Adaptive LLM routing under budget constraints

The Hacker News discussion revolves around several interconnected themes concerning the current state and future of Large Language Models (LLMs), their perceived limitations, and the implications for Artificial General Intelligence (AGI).

The Necessity of Human Preference Data and LLM "Wisdom"

A primary point of contention is whether LLMs possess an intrinsic understanding of "question complexity" or require explicit human feedback to optimize performance. The initial query by fny questioned the need for human preference data, suggesting LLMs might already have a "strong enough notion of question complexity to build a dataset for routing."

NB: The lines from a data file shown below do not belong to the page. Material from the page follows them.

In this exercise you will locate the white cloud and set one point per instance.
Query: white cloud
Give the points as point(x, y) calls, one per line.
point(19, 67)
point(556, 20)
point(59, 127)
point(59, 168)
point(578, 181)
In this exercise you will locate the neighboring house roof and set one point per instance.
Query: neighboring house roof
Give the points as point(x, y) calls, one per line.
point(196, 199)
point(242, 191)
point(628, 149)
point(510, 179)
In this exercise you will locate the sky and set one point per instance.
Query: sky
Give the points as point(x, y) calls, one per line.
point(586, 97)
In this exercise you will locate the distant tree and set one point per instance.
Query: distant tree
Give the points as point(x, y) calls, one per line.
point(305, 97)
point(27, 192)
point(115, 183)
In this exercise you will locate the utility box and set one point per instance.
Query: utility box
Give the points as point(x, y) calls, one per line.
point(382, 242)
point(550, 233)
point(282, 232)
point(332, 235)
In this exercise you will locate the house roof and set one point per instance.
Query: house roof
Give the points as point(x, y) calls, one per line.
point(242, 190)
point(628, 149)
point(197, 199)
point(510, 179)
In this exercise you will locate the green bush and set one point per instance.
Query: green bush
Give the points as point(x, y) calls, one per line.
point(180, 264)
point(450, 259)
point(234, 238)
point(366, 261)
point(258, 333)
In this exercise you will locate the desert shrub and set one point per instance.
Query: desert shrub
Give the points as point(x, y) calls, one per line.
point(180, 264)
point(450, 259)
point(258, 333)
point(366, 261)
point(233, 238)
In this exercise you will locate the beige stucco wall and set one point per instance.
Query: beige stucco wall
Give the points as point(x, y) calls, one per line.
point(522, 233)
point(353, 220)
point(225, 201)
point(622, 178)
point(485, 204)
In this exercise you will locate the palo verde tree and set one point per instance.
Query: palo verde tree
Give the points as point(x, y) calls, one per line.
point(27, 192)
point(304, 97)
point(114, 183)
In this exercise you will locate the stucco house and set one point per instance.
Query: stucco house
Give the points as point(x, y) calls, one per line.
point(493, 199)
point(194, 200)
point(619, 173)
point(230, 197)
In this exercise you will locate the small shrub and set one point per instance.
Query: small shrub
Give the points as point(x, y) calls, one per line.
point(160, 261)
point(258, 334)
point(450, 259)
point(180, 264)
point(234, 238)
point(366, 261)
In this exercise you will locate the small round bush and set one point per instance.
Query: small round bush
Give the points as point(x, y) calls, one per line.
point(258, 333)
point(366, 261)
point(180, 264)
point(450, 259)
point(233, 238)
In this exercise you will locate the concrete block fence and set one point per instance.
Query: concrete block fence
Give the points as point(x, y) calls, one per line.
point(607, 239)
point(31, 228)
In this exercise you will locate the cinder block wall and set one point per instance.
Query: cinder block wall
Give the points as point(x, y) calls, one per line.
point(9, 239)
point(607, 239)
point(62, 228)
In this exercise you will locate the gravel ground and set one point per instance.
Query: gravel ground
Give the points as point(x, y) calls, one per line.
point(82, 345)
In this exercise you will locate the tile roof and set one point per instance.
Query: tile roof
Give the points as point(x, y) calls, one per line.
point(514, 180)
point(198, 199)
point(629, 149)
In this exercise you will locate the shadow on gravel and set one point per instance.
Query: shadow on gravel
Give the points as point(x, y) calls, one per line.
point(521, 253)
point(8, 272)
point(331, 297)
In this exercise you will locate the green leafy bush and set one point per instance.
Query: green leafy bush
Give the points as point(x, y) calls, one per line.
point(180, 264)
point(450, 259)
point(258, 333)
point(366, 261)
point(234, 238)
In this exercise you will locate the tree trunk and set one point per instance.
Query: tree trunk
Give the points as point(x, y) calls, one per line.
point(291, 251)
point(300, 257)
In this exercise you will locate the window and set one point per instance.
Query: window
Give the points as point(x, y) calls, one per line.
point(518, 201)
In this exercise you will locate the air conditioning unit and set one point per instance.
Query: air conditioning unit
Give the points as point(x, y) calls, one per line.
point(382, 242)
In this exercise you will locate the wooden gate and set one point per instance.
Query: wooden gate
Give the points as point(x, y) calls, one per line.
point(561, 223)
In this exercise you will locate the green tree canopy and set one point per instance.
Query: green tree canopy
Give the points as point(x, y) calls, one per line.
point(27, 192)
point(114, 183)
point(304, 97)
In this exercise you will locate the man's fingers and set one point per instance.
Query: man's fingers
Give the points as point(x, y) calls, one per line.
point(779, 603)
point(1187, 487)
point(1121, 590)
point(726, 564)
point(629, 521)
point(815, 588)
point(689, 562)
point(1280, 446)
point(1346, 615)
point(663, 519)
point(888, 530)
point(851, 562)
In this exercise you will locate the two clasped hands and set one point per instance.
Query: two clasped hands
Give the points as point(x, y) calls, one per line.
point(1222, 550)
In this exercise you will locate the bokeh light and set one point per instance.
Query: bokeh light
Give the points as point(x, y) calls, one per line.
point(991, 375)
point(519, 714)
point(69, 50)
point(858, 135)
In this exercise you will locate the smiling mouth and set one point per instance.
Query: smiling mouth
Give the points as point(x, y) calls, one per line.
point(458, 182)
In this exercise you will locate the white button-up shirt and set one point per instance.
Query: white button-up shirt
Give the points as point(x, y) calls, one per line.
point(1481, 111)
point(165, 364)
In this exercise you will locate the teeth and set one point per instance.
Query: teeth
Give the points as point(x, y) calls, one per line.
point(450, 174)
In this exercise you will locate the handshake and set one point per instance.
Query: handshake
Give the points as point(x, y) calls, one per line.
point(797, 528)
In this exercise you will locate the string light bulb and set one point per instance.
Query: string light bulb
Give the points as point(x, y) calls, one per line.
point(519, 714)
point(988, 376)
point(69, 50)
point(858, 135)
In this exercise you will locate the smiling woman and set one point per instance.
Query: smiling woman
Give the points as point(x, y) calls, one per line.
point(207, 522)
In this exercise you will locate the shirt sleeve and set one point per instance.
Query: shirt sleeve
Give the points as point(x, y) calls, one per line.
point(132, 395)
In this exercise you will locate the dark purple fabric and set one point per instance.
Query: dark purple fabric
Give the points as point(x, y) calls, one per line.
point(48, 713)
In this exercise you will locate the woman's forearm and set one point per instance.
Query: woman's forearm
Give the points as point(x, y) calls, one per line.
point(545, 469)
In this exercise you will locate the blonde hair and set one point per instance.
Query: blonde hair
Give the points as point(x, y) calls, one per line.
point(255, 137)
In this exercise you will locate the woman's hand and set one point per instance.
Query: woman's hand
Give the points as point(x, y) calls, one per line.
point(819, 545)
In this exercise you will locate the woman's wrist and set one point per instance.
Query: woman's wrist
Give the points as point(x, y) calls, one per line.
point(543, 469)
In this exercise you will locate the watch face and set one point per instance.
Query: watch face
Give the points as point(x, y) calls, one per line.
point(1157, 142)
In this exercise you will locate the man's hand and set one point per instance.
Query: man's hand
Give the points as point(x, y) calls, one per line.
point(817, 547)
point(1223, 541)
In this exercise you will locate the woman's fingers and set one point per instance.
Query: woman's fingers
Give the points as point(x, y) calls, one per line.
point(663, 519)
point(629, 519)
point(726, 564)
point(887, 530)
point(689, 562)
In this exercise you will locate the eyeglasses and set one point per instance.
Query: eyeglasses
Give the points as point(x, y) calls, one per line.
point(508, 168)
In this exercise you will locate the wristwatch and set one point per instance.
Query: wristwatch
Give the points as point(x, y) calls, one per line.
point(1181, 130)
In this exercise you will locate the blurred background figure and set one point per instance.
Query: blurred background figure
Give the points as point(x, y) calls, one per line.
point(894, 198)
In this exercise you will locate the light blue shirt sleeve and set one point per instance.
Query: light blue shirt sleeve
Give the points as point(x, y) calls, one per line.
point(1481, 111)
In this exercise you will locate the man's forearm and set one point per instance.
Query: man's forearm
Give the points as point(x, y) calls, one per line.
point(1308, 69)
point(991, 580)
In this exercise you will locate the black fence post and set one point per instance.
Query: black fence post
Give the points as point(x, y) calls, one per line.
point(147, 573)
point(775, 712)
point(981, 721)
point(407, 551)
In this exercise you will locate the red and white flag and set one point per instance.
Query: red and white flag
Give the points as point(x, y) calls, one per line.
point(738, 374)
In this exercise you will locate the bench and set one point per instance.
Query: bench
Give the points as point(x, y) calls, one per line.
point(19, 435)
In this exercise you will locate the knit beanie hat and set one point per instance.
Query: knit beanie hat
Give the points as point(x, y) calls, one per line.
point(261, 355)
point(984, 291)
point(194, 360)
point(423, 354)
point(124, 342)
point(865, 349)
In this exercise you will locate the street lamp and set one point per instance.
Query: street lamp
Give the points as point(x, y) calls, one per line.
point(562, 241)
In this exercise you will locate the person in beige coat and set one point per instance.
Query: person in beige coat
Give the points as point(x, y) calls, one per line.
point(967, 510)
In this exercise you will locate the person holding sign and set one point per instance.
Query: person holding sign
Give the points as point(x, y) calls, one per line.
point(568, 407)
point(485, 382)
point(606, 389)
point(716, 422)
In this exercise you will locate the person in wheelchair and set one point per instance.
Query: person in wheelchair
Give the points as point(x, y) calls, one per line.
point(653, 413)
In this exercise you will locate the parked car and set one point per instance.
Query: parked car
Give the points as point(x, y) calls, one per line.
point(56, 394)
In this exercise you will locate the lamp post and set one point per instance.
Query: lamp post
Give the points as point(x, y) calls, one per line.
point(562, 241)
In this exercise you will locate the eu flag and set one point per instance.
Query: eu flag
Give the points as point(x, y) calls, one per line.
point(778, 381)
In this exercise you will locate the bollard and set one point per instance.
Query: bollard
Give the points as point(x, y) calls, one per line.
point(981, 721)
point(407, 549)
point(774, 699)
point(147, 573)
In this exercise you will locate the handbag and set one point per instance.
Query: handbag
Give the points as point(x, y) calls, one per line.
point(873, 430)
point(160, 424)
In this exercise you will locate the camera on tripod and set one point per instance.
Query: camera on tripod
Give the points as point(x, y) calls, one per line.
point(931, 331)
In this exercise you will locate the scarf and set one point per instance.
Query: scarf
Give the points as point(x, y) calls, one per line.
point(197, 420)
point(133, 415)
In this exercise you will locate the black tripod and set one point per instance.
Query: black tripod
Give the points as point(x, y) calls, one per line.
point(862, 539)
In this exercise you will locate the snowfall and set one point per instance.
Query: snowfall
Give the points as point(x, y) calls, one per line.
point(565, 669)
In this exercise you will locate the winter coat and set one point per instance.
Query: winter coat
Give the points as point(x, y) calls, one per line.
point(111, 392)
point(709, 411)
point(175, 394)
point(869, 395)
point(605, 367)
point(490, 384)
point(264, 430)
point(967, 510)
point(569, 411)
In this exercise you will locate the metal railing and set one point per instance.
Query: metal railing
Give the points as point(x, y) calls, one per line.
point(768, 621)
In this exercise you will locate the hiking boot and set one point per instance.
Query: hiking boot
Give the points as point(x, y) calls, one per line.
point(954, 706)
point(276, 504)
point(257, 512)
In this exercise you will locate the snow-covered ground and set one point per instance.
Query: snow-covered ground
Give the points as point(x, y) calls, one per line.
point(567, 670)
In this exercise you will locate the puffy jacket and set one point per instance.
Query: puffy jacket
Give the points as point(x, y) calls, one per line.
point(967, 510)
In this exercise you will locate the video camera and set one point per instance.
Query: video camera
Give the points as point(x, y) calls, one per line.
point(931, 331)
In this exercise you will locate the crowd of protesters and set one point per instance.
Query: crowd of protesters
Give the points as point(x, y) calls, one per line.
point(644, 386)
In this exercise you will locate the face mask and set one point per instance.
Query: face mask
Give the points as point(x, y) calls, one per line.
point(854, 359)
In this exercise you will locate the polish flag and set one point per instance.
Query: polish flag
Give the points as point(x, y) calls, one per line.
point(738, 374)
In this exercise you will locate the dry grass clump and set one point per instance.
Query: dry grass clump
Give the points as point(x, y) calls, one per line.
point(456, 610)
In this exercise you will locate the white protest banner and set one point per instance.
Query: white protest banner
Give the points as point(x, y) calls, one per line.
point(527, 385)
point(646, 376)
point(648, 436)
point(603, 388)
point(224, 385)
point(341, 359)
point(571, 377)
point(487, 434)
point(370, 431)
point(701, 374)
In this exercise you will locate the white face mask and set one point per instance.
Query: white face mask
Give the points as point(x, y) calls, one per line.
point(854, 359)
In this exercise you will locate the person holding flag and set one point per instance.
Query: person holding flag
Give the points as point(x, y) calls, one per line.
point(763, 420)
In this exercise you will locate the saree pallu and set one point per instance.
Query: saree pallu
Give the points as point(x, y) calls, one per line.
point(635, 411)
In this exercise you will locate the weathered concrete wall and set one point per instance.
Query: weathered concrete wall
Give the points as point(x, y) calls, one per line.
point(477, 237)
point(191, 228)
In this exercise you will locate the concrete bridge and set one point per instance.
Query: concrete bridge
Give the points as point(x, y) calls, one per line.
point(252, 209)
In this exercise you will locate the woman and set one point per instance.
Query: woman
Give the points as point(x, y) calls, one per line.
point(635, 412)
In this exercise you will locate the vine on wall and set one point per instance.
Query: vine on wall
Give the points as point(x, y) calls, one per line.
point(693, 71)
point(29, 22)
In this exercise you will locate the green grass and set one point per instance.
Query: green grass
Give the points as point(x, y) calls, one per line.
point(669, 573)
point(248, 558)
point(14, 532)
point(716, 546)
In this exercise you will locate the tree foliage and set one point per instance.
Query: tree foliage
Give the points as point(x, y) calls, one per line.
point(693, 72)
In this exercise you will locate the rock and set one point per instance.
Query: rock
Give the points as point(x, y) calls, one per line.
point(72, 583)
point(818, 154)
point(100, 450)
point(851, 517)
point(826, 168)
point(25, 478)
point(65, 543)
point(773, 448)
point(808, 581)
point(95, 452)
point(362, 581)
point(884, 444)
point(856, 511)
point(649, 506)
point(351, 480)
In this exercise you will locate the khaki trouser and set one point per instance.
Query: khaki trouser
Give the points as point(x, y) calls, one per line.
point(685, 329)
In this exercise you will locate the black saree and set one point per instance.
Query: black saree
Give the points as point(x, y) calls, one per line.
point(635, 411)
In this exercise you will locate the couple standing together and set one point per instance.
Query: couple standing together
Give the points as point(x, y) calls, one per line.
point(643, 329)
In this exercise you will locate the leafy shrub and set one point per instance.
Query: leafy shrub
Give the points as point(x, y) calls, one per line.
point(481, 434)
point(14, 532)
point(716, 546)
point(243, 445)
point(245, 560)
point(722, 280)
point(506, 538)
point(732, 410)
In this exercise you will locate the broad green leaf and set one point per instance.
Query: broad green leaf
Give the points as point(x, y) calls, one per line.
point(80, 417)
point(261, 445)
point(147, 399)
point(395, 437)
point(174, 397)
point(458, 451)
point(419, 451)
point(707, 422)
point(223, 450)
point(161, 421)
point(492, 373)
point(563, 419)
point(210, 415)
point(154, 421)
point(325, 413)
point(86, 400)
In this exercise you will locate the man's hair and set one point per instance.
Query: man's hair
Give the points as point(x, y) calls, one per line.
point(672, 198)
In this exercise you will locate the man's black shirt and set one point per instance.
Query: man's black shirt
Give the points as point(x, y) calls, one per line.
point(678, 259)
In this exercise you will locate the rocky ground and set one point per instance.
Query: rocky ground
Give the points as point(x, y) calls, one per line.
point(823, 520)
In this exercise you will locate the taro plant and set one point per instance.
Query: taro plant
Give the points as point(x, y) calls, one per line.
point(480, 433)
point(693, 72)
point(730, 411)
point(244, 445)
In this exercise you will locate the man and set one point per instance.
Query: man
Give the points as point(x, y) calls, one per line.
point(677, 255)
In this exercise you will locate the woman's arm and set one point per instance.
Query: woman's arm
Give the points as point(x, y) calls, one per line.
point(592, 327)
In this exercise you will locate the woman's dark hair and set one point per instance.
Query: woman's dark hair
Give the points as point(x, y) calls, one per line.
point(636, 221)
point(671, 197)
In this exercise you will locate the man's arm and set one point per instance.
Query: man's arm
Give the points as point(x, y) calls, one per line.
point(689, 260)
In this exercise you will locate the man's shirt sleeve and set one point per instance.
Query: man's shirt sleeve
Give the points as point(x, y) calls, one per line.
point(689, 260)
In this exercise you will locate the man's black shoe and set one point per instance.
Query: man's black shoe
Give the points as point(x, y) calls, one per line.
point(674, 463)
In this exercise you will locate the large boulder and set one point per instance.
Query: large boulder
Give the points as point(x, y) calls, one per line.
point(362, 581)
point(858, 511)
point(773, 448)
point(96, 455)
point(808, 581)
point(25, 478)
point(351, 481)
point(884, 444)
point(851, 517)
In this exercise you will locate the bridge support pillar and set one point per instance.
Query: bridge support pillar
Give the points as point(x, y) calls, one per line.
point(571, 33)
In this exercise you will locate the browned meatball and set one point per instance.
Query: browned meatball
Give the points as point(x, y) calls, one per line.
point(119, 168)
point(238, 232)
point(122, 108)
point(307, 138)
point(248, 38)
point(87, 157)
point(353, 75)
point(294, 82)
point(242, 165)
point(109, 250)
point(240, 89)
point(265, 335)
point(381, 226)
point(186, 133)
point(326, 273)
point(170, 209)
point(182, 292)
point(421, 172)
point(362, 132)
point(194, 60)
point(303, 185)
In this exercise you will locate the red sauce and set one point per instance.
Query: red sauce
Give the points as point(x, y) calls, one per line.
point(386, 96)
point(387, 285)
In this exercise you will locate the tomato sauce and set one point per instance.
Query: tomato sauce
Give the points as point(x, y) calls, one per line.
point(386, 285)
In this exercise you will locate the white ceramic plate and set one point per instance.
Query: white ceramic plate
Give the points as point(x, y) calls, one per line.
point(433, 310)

delichon countered this, stating, "Aka Wisdom. No, LLMs don't have that. Me neither, I usually have to step in the rabbit holes in order to detect them." fny then elaborated, posing, "Do you think you need to do high/medium/low amount of thinking to answer X?" seems well within an LLMs wheelhouse if the goal is to build an optimized routing engine."

However, jibal provided a more fundamental critique, asserting, "LLMs don't have notions ... they are pattern matchers against a vast database of human text." This highlights a recurring skeptical view that LLMs are sophisticated pattern-matching engines rather than entities possessing genuine understanding or "wisdom."

The Stagnation of LLM Progress and the AGI Question

A significant portion of the discussion expresses a sentiment that the rapid advancements in LLM performance seen in the past have slowed or plateaued. This leads to skepticism about the near-term prospects of AGI.

andrewflnr explicitly questioned the research direction, asking, "Is this really the frontier of LLM research? I guess we really aren't getting AGI any time soon, then. It makes me a little less worried about the future, honestly." They later clarified, "That's just the thing. There don't seem to have been any breakthroughs in model performance or architecture, so it seems like we're back to picking up marginal reductions in cost to make any progress."

yahoozoo agreed with this observation: "That and LLMs are seemingly plateauing. Earlier this year, it seemed like the big companies were releasing noticeable improvements every other week. People would joke a few weeks is “an eternity” in AI…so what time span are we looking at now?"

muldvarp offered a contrasting view, noting, "There have been very large improvements in code generation in the last 6 months. A few weeks without improvement are not necessarily a plateau." Nonetheless, the dominant sentiment leans towards a perceived slowdown in fundamental architectural or performance gains.

The notion of AGI itself is also heavily debated, with many participants questioning its definition and attainability. kenjackson stated, "First, I don't think we will ever get to AGI. Not because we won't see huge advances still, but AGI is a moving ambiguous target that we won't get consensus on."

nutjob2 strongly echoed this sentiment: "There's no concrete evidence AGI is possible mostly because it has no concrete definition. It's mostly hand waving, hype and credulity, and unproven claims of scalability right now. You can't move the goal posts because they don't exist."

guluarte presented a more nuanced perspective on AGI realization: "I'm starting to think that there will not be an 'AGI' moment, we will simply slowly build smarter machines over time until we realize there is 'AGI'." This contrasts with the idea of a distinct, recognizable "AGI" breakthrough.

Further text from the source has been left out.